Un choque que dejó al descubierto la influencia política sobre muchos casos delicados, sobre los cuales existen evidentes irregularidades en el manejo de recursos públicos.
“ Lo que estamos viendo ante nosotros es cómo la Contraloría también ha sido sometida, como lo está la Asamblea Nacional, el Poder Judicial, el Consejo Supremo Electoral, a los hilos de este Gobierno que tiene todos los trazos de una dictadura, aunque todavía no lo es.
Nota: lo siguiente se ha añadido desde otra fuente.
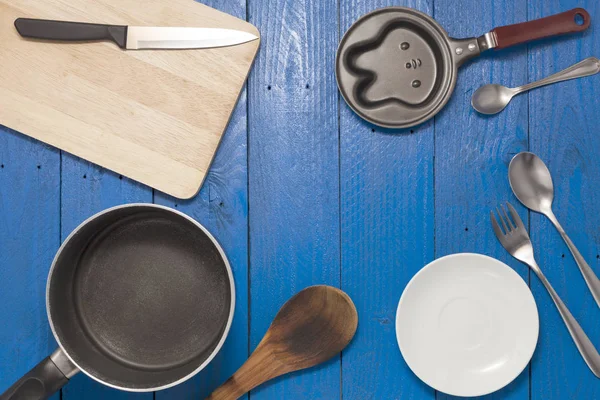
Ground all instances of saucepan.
[336,7,591,128]
[0,204,235,400]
Lo delicado en todo esto es que estás hablando de la institución que, según los artículos 154, 155 y 156 de la Constitución Política, está llamada a ser la guardiana de los recursos de todos los nicaragüenses”, agregó.
El contralor Hernández acusó a Argüello Poessy de bloquear, con su abstención en las votaciones, resoluciones de la CGR referidas a sonados escándalos, como las irregularidades en proyectos de la Alcaldía de Managua o la controversial donación a la cooperativa privada del Frente Sandinista de 130 buses, por parte del Gobierno ruso.
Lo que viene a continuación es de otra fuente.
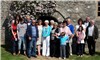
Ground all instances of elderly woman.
[50,22,59,57]
[37,20,42,56]
[42,20,51,56]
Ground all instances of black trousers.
[66,43,70,58]
[87,36,95,55]
[77,43,84,55]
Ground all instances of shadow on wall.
[1,18,12,52]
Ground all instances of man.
[67,18,74,55]
[86,20,99,55]
[27,20,38,58]
[83,16,90,54]
[50,20,54,28]
[17,18,27,55]
[42,20,51,57]
[61,21,72,57]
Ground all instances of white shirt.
[84,22,89,27]
[88,26,94,36]
[76,24,86,30]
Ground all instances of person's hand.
[29,37,32,40]
[37,38,39,40]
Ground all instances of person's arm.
[11,26,16,39]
Argüello Poessy por su lado, acusó al contralor Hernández de haber aprobado, aprovechando su ausencia y con la complicidad del resto de contralores, una responsabilidad penal en contra del dirigente político Eduardo Montealegre por el caso de los Cenis.
Esto sin que siquiera se hubiese terminado la auditoría sobre este caso por parte de la CGR. Todo como parte de los acuerdos políticos entre el Partido Liberal Constitucionalista y el Frente Sandinista.
“La confesión del doctor Argüello Poessy puso el dedo en la llaga sobre cómo operan los contralores y es una denuncia que tendría que ser investigada, ya que es algo sumamente delicado”, agregó el doctor García Quintero.
SITIO WEB NO REPORTA NADA
La decisión de no hablar ante los medios de comunicación aparentemente fue promovida por el contralor sandinista Luis Ángel Montenegro, quien ahora resulta ser todo un apañador de cualquier irregularidad con recursos del erario en el gobierno del presidente Daniel Ortega.
Según la decisión de la CGR, toda la información referida a resoluciones de esta entidad sería “colgada” en el sitio web de la institución, para ser consultada por quien lo quisiera.
Sin embargo, el sitio web de la CGR está bastante desfasado. Hay mucha información sobre resoluciones viejas, pero todavía no están disponibles las recientes decisiones tomadas por el ente fiscalizador, comprobamos.
El sitio web ya ha sido modificado anteriormente. Cuando una serie de investigaciones periodísticas de LA PRENSA descubrieron cómo la CGR aprobó al gobierno de Ortega más exclusiones de procedimiento que las sumadas en las administraciones de Arnoldo Alemán y Enrique Bolaños, esta información fue removida del sitio web.
Ahora en el sitio web sólo están disponibles las exclusiones de procedimientos que son aprobadas por cada institución, pero la información sobre años anteriores no.
Faltará ver si hoy alguno de los contralores decide por su cuenta “incumplir” esta normativa e informar sobre las decisiones que tomen.